Desse modo, tal consideração perpassa de forma quase mimética na produção de alguns artistas dessa 2a edição de Frestas, tais como Marcius Galan, Bruno Baptistelli, Deborah Engel, Raul Mourão, Diango Hernandéz ou mesmo na intervenção no espaço público de André Komatsu. Aliás, a ideia de liminaridade e limite, assunto tratado pelo arquiteto e teórico Bernard Tschumi[1] ao esgarçar as fronteiras do campo arquitetônico, são recorrentemente testadas pelas obras desses artistas, confundindo-se com a própria arquitetura, sua representação e ilusão.

Por conseguinte, trata-se de dar a ver o “espaço-entre”, os interstícios ou mesmo aquilo que o arquiteto e teórico Rem Koolhaas chamou de Junkspace[2]. O espaço-lixo é esse lugar que surge quando a modernização ganha seu curso e os efeitos racionais da espacialidade são vivenciados. É o lugar da sobra ou, como diria Koolhaas, o efeito colateral da arquitetura e de seus desdobramentos urbanos. Aqui, considera-se esse o tema da instalação Rupestre (2017) de Marcius Galan, especialmente para Frestas. Nela, o próprio estacionamento torna-se objeto de análise e escrutínio físico e métrico pelo artista. Portanto, a condição assessória e funcional do lugar é invertida, dando-se a ele um protagonismo perante o espectador.
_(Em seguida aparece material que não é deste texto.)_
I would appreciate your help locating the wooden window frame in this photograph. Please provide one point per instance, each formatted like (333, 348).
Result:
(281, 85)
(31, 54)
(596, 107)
Nesse sentido, o espaço-lixo é identificável em todos os ambientes que percorremos, especialmente nos quais se vive e trabalha[3]. A arte hoje parece querer ressignificá-lo, torná-lo presente e encontrar nele a possibilidade de se pensar novas noções de futuro, tomando para si a tarefa de ressignificar e entender o que sempre permaneceu como velado. Negar, portanto, a noção de purificação e dar vazão ao entendimento do híbrido em suas mais diversas formas parece ser a tônica do debate público; tema nomeado por Bruno Latour, em meados dos anos 1990, em seu ensaio Jamais fomos modernos.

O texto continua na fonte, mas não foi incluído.